Again, this is how it should have been all along.
The Collection
documentation is finally complete
Incidentally, the recursive constraints implementation also improves how the Swift documentation works in Xcode and on Apple’s website. If you ever (unsuccessfully) tried to find the documentation for Collection
’s associated Index
type or the index(after:)
method in the Swift 4.0 days, you can rejoice now.
The reason these and others were missing was that they were defined on the semi-private _Indexable
protocol (a crutch the standard library used to work around the missing recursive constraints) and Apple chose to hide underscored members from the documentation. In Swift 4.1, _Indexable
is gone because it’s no longer needed. Its requirements have been merged into Collection
.
IndexDistance
is gone
Taken together with a third change — the associated IndexDistance
type has been removed from Collection
— Swift 4.1 massively simplifies the writing of generic collection algorithms.
Up until Swift 4.0, extending Sequence
or Collection
with a new algorithm was too often an exercise in frustration. Deciphering the compiler’s error messages and adding the right missing constraints required a lot of knowledge of the generics system’s limitations.
With Swift 4.1, most extensions should now be a lot more straightforward to write. If you’ve added your own collection algorithms directly on Array
until now in order to not have to deal with Collection
, I encourage you to try again. Even better, if you have a collection algorithm that you think is universally useful, pitch it on the Swift forums for inclusion in the standard library!
Wrap-up
Swift’s generics system makes a big step forward with Swift 4.1. That doesn’t mean it’s finished though. In fact, there’s at least one more pesky error that I’d love to never see again:
‘X’ can only be used as a generic constraint because it has Self or associated type requirements
The associated generics feature is called generalized existentials.

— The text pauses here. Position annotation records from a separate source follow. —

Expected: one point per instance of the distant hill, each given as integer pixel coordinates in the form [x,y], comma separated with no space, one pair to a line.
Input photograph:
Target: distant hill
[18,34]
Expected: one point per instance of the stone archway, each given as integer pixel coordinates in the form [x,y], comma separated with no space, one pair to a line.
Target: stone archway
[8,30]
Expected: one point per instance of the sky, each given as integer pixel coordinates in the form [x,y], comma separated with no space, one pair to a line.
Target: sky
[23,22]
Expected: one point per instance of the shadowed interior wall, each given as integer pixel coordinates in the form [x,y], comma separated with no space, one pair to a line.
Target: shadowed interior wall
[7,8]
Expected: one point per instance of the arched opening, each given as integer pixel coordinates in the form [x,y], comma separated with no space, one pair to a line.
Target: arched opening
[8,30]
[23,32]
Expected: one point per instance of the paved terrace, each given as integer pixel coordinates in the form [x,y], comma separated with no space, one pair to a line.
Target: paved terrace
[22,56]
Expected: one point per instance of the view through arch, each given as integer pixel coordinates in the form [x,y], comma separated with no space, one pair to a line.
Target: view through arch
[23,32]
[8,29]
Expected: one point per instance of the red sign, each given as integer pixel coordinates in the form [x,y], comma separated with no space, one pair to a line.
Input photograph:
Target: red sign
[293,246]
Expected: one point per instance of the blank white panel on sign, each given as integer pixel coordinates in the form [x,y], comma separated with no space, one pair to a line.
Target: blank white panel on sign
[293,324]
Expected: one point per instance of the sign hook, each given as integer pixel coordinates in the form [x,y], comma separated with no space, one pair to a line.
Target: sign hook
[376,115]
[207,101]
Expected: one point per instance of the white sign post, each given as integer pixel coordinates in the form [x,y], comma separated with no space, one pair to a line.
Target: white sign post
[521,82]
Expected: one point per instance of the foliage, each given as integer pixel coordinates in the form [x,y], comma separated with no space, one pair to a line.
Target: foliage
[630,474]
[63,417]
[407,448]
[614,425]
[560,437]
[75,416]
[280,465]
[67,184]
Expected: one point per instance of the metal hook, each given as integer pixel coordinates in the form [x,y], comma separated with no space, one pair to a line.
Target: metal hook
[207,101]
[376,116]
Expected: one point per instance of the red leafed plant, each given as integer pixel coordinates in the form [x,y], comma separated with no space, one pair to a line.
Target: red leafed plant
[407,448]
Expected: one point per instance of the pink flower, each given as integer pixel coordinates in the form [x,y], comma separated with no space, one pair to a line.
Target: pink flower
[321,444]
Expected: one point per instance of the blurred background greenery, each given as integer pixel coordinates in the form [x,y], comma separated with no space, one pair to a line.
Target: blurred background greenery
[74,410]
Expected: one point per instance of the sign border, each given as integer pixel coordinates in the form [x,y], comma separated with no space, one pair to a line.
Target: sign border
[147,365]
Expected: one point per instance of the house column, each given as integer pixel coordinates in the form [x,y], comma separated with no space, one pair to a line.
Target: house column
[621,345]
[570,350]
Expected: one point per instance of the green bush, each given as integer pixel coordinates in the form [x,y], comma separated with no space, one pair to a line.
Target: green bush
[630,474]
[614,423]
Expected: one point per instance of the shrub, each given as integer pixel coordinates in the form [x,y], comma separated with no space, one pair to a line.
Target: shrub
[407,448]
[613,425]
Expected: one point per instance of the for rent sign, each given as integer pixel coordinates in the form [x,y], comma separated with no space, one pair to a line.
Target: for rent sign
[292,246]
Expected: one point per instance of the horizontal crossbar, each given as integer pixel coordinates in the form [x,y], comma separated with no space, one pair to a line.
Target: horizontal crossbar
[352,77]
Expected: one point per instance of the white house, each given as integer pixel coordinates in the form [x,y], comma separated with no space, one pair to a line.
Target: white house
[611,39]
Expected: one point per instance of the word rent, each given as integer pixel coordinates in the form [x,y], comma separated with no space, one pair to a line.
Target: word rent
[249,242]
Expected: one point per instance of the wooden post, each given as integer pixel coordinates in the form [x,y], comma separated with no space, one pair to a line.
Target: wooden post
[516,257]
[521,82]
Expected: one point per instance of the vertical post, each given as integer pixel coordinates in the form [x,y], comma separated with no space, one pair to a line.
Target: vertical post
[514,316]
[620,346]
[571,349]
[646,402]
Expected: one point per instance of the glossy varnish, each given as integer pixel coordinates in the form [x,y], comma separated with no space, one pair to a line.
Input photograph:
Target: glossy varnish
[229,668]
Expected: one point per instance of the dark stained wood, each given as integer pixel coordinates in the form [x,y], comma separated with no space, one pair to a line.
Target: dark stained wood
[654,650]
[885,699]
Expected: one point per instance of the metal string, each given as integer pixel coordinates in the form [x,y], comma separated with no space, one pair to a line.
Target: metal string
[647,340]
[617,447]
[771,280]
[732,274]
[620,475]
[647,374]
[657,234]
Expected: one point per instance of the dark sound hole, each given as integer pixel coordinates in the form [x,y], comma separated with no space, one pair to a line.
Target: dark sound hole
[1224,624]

Doug Gregor and Ben Cohen on Swift Unwrapped
This post is more or less a rehash of things said by Swift team members Doug Gregor and Ben Cohen on the Swift Unwrapped podcast. Doug and Ben were guests on the podcast for two episodes in March 2018 and discussed Swift 4.1. It’s a great conversation and you should listen to it: part 1, part 2 (50 minutes in total).
I leave you with a quote from Ben (paraphrased):
With Swift 4.1 the generics system has reached its first important plateau. A lot of the generics features that have been anticipated since the very beginning of Swift are now coming into the language. And that’s been really important for the standard library because a lot of the standard library has been designed with these features in mind from the very beginning.